Changes to the tax code mean your refund could be noticeably bigger. The deadline for most Americans to file their federal tax return has passed. And while the IRS is still processing paperwork, refunds for tax year 2023 are tracking considerably higher than they were in 2022.

What is the average tax return for a single person making $60,000? ›

If you make $60,000 a year living in the region of California, USA, you will be taxed $13,653. That means that your net pay will be $46,347 per year, or $3,862 per month.

Why am I paying so much in taxes in 2024? ›

The IRS increased its tax brackets by about 5.4% for each type of tax filer for 2024, such as those filing separately or as married couples. There are seven federal income tax rates, which were set by the 2017 Tax Cuts and Job Act: 10%, 12%, 22%, 24%, 32%, 35% and 37%.

How can I lower my income tax rate? ›

  1. Invest in Municipal Bonds.
  2. Take Long-Term Capital Gains.
  3. Start a Business.
  4. Max Out Retirement Accounts.
  5. Use a Health Savings Account.
  6. Claim Tax Credits.

How much federal tax should be withheld from my paycheck? ›

Your federal income tax withholdings are based on your income and filing status. For 2022, the federal income tax brackets are 10%, 12%, 22%, 24%, 32%, 35%, and 37%. Regardless of your situation, you'll need to complete a W-4 and submit it to your employer.

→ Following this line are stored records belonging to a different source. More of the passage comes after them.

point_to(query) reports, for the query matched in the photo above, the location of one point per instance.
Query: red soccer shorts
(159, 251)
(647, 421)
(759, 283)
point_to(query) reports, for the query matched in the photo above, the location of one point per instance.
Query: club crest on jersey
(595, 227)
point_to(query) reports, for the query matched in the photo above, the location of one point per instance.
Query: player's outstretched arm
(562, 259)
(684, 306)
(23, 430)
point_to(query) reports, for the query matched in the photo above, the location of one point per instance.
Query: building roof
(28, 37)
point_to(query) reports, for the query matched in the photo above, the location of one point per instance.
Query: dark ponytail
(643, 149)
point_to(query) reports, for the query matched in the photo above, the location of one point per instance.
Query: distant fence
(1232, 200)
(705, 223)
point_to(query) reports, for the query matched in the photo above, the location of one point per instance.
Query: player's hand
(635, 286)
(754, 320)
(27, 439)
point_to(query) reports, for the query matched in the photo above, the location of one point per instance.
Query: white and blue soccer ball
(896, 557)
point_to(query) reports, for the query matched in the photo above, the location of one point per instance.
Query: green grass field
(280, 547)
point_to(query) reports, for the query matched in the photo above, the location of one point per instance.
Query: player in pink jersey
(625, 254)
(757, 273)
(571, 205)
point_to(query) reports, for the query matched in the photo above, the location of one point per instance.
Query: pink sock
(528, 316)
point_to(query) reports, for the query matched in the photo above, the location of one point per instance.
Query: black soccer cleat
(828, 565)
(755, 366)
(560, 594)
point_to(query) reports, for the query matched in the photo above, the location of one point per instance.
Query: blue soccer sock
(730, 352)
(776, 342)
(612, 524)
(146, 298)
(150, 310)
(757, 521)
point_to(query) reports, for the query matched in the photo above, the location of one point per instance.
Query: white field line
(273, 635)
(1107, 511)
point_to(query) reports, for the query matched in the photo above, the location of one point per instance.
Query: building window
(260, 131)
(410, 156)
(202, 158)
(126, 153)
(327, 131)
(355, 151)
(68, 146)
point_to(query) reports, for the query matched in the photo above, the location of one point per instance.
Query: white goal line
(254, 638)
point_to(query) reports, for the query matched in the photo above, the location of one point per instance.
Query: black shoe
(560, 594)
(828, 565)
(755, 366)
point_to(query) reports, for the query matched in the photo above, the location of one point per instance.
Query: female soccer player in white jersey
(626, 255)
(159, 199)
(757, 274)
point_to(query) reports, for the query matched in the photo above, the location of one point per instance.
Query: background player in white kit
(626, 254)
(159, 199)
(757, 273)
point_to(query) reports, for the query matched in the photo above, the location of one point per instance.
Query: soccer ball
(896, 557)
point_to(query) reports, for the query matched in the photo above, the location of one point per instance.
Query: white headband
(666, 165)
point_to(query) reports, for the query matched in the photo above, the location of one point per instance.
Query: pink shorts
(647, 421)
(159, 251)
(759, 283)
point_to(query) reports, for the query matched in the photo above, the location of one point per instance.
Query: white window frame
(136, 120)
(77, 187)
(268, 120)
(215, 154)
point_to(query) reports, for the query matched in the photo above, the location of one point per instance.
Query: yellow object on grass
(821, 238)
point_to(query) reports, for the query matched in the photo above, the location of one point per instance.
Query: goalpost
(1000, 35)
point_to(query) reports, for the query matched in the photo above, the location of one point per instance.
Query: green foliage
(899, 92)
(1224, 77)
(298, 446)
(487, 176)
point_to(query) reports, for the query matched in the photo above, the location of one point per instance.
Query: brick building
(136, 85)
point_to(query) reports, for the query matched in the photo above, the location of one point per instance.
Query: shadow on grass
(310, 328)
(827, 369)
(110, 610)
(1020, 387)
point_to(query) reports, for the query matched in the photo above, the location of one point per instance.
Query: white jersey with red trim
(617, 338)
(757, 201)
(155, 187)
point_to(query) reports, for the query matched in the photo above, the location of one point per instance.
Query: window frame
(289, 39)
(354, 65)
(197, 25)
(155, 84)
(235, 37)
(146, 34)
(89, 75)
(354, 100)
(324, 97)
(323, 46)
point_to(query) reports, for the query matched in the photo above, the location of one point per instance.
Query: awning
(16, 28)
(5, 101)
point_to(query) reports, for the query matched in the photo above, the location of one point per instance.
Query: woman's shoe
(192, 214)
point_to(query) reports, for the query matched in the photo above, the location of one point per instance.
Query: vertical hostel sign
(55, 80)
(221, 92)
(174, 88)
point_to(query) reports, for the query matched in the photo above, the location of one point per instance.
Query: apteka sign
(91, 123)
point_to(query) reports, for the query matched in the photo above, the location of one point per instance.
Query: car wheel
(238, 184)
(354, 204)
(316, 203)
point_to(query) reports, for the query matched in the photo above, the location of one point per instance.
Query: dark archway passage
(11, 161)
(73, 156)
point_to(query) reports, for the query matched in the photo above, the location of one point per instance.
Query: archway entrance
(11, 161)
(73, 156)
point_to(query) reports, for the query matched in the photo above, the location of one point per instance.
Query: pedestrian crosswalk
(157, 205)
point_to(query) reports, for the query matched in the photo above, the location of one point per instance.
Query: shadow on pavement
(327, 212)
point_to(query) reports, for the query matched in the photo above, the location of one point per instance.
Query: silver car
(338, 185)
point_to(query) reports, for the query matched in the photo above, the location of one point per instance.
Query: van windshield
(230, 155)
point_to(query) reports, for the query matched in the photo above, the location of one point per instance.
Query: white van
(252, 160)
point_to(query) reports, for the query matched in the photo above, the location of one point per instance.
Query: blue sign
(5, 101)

Who pays more taxes, rich or poor? ›

According to a 2021 White House study, the wealthiest 400 billionaire families in the U.S. paid an average federal individual tax rate of just 8.2 percent. For comparison, the average American taxpayer in the same year paid 13 percent.

How much tax is taken out of $300? ›

If you make $300 a year living in the region of California, USA, you will be taxed $26.25. That means that your net pay will be $274 per year, or $22.81 per month. Your average tax rate is 8.8% and your marginal tax rate is 8.8%.

What percentage of my paycheck should go to taxes? ›

2023 Income Tax Brackets (due April 2024)
Single Filers
Taxable IncomeRate
$0 - $11,00010%
$11,000 - $44,72512%
$44,725 - $95,37522%
4 more rows

Why do I get taxed so much on my paycheck in 2024? ›

Both federal income tax brackets and the standard deduction were raised for 2024. The higher amounts will apply to your 2024 taxes, which you'll file in 2025. It's normal for the IRS to make tax code changes each year to account for inflation.